Now, I’m not saying this community called the church is a miracle drug that pulls us out of loneliness. It isn’t a salve that can soothe every problem. Even within the church is division, separation, and loneliness. But, Beloved, I am saying that the church can be a part of the transformation of loneliness; part of the redemption of the times in our lives which seem unredeemable; part of the change that makes our world look more and more like the kin-dom of God.
This morning, I want to tell you about Loren. On Day One of my internship, Loren strolled into my office and said, “Come on, I think you need to see a thing.” Which sounded very exciting, and ended up being a meeting with an insurance salesperson about the congregation’s upcoming policy renewal. Riveting. For a good long while, I worked hard not to duck when Loren came around with something else he thought I needed to learn. In over a decade of ministry, though, I don’t think a day goes by that I don’t use at least one thing Loren taught me. He was pushing 90 with just some fine white fuzz left on his head; he couldn’t have been much taller than me. He had a beautiful garden on run down cul-de-sac in Gary. He taught me how to grow asparagus, which was really interesting, not just because asparagus are fascinating plants, but because by that time Loren had had a stroke and everything he taught had to be mimed. He had aphasia, everything he said came out garbled. The first time I went to visit him at home, bringing along my little communion kit and a cheery, naive smile, we both dissolved into tears when he couldn’t say the Lord’s Prayer. At all. Where was “thy kingdom come, thy will be done in all this?” And he was already so lonely, unable to leave the house until he was stronger.
But then, this is what Loren did. He printed himself a big ole copy of that prayer and that was his speech therapy work. Day after day, he practiced until he could pray it. It became his connection to a community he longed to be a part of.

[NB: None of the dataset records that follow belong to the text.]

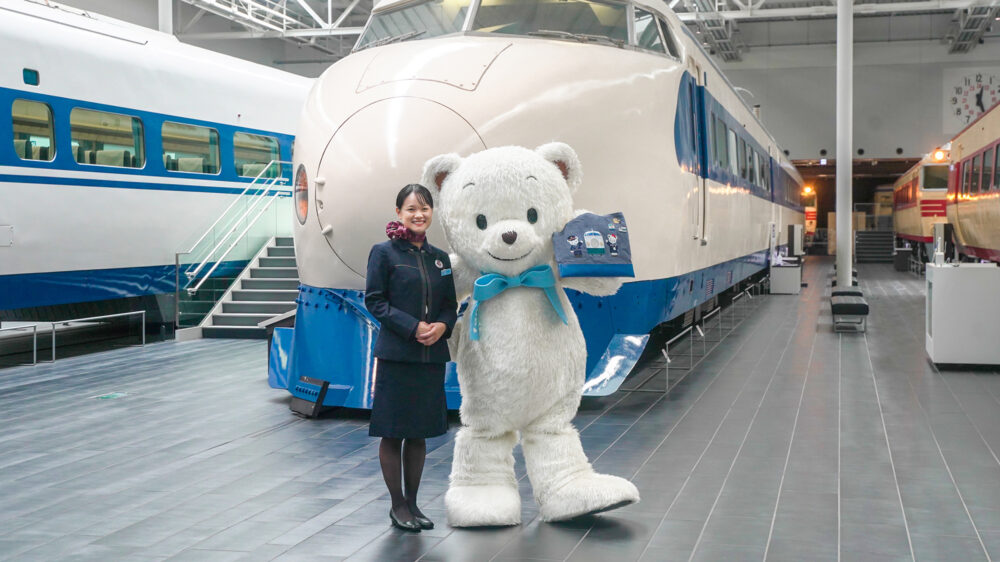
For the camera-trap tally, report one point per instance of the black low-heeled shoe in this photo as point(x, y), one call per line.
point(410, 525)
point(424, 522)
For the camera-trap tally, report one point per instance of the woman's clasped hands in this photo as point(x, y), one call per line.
point(429, 334)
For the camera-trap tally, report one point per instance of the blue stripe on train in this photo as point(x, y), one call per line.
point(30, 290)
point(81, 182)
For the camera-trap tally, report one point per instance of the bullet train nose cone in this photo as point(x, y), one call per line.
point(373, 155)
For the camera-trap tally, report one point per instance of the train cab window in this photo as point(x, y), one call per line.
point(976, 169)
point(935, 177)
point(647, 33)
point(107, 139)
point(252, 154)
point(668, 39)
point(189, 148)
point(580, 20)
point(734, 160)
point(33, 137)
point(987, 182)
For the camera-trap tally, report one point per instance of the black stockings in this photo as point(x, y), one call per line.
point(402, 465)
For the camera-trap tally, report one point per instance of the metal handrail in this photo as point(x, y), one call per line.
point(252, 207)
point(142, 330)
point(237, 198)
point(34, 339)
point(193, 290)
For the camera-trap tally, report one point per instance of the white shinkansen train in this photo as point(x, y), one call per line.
point(661, 134)
point(119, 145)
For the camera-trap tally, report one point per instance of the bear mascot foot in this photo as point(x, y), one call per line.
point(483, 506)
point(588, 494)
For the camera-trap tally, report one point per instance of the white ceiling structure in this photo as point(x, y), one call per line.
point(728, 28)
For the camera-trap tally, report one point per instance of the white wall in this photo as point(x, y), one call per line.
point(898, 94)
point(262, 51)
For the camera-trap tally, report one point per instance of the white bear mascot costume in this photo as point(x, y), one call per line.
point(520, 352)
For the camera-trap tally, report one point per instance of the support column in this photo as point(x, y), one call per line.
point(845, 116)
point(166, 16)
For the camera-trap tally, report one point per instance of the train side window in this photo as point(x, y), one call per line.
point(190, 148)
point(647, 36)
point(987, 182)
point(721, 152)
point(107, 139)
point(33, 136)
point(734, 159)
point(252, 154)
point(741, 156)
point(976, 169)
point(669, 39)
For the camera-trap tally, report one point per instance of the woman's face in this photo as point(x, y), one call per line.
point(415, 214)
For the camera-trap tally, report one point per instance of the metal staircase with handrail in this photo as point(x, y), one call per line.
point(230, 278)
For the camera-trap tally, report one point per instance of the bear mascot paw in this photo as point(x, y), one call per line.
point(519, 349)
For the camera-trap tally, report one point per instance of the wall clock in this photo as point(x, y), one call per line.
point(968, 93)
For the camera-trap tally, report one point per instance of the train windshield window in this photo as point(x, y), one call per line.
point(647, 34)
point(936, 177)
point(976, 168)
point(107, 139)
point(33, 138)
point(253, 153)
point(987, 182)
point(421, 20)
point(189, 148)
point(671, 45)
point(580, 20)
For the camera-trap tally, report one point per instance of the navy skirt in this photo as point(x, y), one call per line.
point(409, 401)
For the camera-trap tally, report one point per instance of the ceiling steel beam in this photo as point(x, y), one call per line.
point(831, 11)
point(291, 33)
point(972, 23)
point(312, 13)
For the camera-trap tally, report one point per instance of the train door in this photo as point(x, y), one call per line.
point(699, 118)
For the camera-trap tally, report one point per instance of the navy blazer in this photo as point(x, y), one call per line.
point(406, 285)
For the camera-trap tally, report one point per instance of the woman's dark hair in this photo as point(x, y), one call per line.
point(422, 193)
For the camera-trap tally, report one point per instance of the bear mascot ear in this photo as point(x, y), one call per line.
point(564, 157)
point(437, 169)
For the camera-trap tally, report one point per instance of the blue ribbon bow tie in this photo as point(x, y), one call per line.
point(492, 284)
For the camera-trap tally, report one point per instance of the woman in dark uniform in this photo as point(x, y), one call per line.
point(411, 292)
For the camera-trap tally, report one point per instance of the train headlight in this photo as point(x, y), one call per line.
point(301, 194)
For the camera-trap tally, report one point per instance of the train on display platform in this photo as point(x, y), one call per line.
point(119, 146)
point(919, 199)
point(661, 134)
point(973, 198)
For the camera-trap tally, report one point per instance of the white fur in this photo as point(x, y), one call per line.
point(526, 372)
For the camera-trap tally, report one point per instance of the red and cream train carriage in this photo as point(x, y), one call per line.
point(974, 187)
point(919, 200)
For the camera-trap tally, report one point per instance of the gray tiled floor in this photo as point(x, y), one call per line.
point(786, 442)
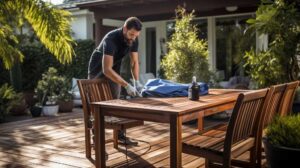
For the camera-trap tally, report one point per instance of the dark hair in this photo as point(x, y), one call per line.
point(133, 22)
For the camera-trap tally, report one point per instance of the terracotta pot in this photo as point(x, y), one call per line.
point(280, 156)
point(20, 109)
point(29, 98)
point(65, 106)
point(36, 111)
point(50, 110)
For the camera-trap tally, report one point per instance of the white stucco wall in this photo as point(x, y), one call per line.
point(82, 24)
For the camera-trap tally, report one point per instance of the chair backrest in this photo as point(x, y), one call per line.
point(288, 98)
point(273, 106)
point(245, 118)
point(93, 90)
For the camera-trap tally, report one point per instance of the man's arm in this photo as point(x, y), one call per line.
point(107, 63)
point(135, 67)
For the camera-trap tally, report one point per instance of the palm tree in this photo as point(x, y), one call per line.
point(50, 25)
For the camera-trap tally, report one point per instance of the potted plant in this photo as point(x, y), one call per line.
point(8, 99)
point(296, 103)
point(65, 98)
point(48, 90)
point(20, 105)
point(282, 141)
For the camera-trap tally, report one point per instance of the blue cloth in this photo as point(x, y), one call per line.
point(165, 88)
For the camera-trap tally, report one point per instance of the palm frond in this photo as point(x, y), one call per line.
point(52, 26)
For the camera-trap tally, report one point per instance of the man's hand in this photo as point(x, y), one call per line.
point(138, 85)
point(130, 90)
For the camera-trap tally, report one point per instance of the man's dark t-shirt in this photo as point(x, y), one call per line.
point(112, 44)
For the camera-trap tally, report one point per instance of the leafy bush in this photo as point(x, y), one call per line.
point(280, 19)
point(285, 131)
point(38, 60)
point(8, 99)
point(187, 55)
point(271, 66)
point(49, 88)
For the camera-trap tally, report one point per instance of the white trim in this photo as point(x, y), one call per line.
point(112, 22)
point(211, 40)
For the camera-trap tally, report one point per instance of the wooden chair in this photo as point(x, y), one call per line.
point(275, 103)
point(222, 147)
point(96, 90)
point(280, 103)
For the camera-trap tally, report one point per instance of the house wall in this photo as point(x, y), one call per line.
point(82, 24)
point(83, 29)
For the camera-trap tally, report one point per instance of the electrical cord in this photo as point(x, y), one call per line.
point(126, 149)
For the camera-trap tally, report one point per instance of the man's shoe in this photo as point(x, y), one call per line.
point(126, 141)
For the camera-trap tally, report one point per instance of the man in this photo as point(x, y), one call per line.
point(106, 60)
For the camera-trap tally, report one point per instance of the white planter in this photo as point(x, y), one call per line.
point(50, 110)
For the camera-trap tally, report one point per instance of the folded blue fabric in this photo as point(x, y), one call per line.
point(165, 88)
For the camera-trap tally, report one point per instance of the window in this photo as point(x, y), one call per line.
point(232, 40)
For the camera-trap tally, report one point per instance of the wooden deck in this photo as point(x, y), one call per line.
point(59, 142)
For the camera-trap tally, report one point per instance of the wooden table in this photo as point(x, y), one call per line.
point(164, 110)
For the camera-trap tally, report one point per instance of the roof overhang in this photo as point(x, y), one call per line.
point(164, 9)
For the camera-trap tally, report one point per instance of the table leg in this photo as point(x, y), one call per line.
point(200, 121)
point(100, 138)
point(175, 141)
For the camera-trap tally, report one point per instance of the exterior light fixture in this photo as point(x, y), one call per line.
point(231, 8)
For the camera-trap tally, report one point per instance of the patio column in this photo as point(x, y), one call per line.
point(99, 28)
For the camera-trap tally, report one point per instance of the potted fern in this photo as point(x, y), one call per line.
point(282, 141)
point(65, 98)
point(8, 99)
point(48, 90)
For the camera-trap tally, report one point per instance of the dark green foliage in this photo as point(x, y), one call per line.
point(51, 25)
point(49, 87)
point(8, 98)
point(285, 131)
point(279, 19)
point(37, 61)
point(187, 55)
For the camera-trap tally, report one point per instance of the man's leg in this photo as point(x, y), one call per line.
point(116, 90)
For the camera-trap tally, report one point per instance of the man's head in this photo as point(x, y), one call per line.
point(131, 29)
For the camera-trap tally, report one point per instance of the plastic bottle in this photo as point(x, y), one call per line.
point(193, 92)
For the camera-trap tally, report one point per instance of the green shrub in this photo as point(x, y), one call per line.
point(8, 99)
point(38, 60)
point(187, 55)
point(49, 88)
point(285, 131)
point(280, 20)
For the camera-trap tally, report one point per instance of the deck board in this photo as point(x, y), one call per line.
point(59, 142)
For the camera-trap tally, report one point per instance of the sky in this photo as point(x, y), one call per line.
point(55, 2)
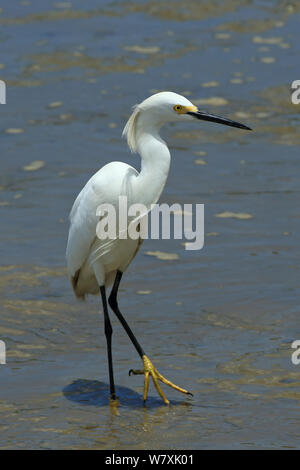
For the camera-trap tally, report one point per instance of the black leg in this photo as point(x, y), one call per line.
point(108, 334)
point(114, 305)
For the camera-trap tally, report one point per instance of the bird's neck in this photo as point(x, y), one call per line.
point(155, 162)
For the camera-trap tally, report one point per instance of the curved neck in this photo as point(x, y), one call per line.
point(155, 163)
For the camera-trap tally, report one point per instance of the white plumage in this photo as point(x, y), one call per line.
point(94, 262)
point(91, 261)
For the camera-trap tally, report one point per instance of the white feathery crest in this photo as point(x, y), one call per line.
point(130, 129)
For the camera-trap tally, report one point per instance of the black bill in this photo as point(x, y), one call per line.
point(204, 116)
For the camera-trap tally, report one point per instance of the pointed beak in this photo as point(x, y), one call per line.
point(204, 116)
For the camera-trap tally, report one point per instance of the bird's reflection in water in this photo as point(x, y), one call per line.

One day I came back with communion and he basically dragged me in the door and recited it for me. I have never, ever and likely never will hear a more sincere prayer than that, except, maybe the day he returned to church and said it, grinning, among us.
“Since we are surrounded by so great a cloud of witnesses, let us also lay aside every weight and the sin that clings so closely, and let us run with perseverance the race that is set before us, looking to Jesus the pioneer and perfecter of our faith.”
GenSoc survey information is from “Social Isolation in America: Changes in Core Discussion Networks over Two Decades” in the American Sociological Review, 2006 https://www.jstor.org/stable/30038995
I encountered Haraway’s work in the book How to Do Nothing by Jenny Odell.